Is $f = X^p - p^2$ irreducible over $\mathbb{Q}$ for $p \geq 3$ a prime number? Normally I would use Eisenstein, but that does not work in this case. I tried calculating $f(X+1)$ but that does not seem to give any progress. For the context, I am trying to determine the splitting field $\Omega_f$ over $\mathbb{Q}$ and the degree of this extension. I am guessing it should be $\Omega_f = \mathbb{Q}(\sqrt[p]{p^2},\zeta_p)$, with degree $p(p-1)$, but I'm stuck in the proof. Can someone confirm that this is the case?
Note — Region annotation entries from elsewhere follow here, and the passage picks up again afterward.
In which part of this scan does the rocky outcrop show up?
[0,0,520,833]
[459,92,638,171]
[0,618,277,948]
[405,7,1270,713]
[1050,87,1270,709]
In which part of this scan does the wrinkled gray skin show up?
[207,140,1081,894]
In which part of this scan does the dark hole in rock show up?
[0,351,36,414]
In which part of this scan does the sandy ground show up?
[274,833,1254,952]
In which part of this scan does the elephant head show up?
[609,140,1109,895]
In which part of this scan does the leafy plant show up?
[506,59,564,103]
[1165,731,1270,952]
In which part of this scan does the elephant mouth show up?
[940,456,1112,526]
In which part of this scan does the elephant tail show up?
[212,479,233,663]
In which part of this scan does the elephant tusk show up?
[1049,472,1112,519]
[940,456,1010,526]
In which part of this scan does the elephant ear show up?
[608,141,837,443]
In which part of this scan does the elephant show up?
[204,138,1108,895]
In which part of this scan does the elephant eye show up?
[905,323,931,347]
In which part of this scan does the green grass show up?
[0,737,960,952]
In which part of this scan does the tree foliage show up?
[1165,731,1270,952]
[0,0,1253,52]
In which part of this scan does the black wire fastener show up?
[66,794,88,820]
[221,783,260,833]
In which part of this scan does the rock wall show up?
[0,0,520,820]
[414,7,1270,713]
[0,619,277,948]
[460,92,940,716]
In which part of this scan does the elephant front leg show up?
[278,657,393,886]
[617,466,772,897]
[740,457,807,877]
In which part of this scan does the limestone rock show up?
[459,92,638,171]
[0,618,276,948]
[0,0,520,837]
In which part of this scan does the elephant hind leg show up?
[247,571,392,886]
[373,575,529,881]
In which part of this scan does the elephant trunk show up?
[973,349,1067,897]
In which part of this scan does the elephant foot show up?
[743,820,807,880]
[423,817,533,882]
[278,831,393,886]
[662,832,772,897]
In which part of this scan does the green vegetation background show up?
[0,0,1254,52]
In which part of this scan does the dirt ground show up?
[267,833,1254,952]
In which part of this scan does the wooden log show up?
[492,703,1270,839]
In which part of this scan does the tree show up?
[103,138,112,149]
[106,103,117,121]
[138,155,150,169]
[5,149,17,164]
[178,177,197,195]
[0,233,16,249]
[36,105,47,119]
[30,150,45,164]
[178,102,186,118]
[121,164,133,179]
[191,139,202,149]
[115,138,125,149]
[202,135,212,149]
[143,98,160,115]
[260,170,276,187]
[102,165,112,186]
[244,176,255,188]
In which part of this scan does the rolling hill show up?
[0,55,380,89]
In the case $f = X^p - p$, I have done the following. In $\mathbb{C}$ we see that the roots of $f$ are given by $\zeta_p^k \sqrt[p]{p}$ with $0 \leq k \leq p-1$. Now we look at the tower $$ \mathbb{Q} \subset \mathbb{Q}(\sqrt[p]{p}) \subset \mathbb{Q}(\sqrt[p]{p},\zeta_p) = \Omega_{f}. $$ The first has degree $p$ with minimum polynomial $X^p - p$ (irreducible, Eisenstein for $p$). The second has minimum polynomial $\Phi_p$ of grade $p-1$. We see that this is irreducible over $\mathbb{Q}(\sqrt[p]{p}) \subset \mathbb{R}$, since $\zeta_p \in \mathbb{C}$, and also all powers $\zeta_p^k \notin \mathbb{R}$ for $1 \leq k \leq p-1$. So the total grade is $p(p-1) = p^2 - p$. Is this correct?
A root of $X^p-p^2=0$ generates the field $\Bbb Q(\sqrt[p]p)$ which has degree $p$ over $\Bbb Q$ (using Eisenstein).